И вдруг точно прорвало плотину: ревут двигатели, воют пропеллеры, стучат пулеметы, свистит в ушах воздух, хлопают разрывы зенитных снарядов, самолет трясет, бросает то вверх, то вниз. «Вот попал в переплет», – думает старший лейтенант Дмитриев, изо всех сил сопротивляясь охватившему его наваждению. А чей-то голос настойчиво повторяет одно и то же слово: «Война! Война!»

Старший лейтенант с трудом разлепляет тяжелые веки и видит над собой скуластое лицо с раскосыми глазами, в которых застыло отчаяние и ужас. Кровать ходит ходуном, звенят стекла, хлопают двери, стоит адский грохот. Дмитриев зажмуривает глаза, но звуки не исчезают. Кто-то трясет его за плечо и орет дурным голосом:

– Таварыш камандыр! Вставай нада! Самалот лытай нада! Вайна, таварыш камандыр!

«Какая еще к черту война? – сквозь похмельное отупение пытается пробиться к реальности Дмитриев. – Это мне снится. И окровавленное лицо Лешки – тоже».

Но отчаянный крик слишком настойчив, твердые звуки «а» безжалостно сверлят одурманенный мозг, и Дмитриев снова открывает глаза.

Скуластое лицо, раскосые глаза – все повторилось.

– Ты чего орешь? – на всякий случай спрашивает Дмитриев, щупая смятую постель: Клавочки нет, значит, уехала.
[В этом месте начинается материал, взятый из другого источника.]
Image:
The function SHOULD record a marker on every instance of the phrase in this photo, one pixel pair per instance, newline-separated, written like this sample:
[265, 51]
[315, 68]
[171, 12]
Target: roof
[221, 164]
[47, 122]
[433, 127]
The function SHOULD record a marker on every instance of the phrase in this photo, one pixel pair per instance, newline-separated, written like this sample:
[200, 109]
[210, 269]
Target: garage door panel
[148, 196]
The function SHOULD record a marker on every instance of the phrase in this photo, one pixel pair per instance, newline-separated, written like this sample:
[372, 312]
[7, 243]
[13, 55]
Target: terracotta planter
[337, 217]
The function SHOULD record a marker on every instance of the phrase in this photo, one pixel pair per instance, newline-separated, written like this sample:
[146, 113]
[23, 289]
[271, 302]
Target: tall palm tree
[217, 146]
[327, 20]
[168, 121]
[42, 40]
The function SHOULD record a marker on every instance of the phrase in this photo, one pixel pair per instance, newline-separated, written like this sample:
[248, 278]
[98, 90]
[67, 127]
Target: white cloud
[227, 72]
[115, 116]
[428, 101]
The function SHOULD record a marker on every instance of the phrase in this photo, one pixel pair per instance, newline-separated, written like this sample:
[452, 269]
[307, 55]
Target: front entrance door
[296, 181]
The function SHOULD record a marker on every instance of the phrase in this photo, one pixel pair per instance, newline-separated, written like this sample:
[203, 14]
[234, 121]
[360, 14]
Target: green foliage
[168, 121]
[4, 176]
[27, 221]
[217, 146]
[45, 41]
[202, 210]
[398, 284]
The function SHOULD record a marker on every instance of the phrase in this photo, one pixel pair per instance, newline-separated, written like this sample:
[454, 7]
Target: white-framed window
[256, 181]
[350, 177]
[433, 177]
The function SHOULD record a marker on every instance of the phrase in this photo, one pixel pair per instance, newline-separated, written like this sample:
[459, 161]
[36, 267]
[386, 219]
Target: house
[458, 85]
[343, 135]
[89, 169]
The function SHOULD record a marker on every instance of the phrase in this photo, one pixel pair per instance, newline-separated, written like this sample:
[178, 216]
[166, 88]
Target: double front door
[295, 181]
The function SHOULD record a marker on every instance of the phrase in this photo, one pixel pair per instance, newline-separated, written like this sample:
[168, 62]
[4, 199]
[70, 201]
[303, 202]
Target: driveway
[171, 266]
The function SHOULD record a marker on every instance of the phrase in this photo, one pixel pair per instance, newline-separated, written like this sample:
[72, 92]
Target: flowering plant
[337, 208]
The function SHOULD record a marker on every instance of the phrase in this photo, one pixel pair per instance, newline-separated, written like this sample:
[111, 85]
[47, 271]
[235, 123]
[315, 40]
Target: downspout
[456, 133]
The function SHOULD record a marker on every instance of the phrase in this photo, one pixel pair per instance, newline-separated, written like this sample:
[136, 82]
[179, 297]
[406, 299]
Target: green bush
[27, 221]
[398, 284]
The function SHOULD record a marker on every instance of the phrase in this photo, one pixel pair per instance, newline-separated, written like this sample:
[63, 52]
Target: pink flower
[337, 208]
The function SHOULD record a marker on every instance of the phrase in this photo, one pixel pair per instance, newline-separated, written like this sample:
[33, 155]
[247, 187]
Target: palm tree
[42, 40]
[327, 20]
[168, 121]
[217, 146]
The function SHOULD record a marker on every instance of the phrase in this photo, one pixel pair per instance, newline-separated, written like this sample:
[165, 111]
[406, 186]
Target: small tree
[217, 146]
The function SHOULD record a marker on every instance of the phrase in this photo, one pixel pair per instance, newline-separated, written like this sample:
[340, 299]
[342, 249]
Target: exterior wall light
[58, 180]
– Вайна, таварыш камандыр! – обрадовалось лицо. – Самалот лытай нада! Мыхалав ехай нада!

И тут до старшего лейтенанта доходит, что перед ним посыльный из полка, что грохот за окнами гостиницы и нервный звон стекла – реальность, что сон его переплелся с явью, что он проспал начало войны, что его товарищи в воздухе, дерутся с немцами, а он в постели, в одних трусах…

Дмитриев рванулся, чуть не сшибившись лбами с посыльным красноармейцем, начал шарить одежду. Красноармеец, что-то лопоча, путая русские слова с родными, помогал ему одеваться.

Где-то настойчиво и методично ухали разрывы бомб. «Полусотки, – определил Дмитриев. – Станцию бомбят». Потом в эти звуки вклинились другие, более слабые: гул самолетов, крики, топот ног в гостиничных коридорах, тряский перестук тележных колес.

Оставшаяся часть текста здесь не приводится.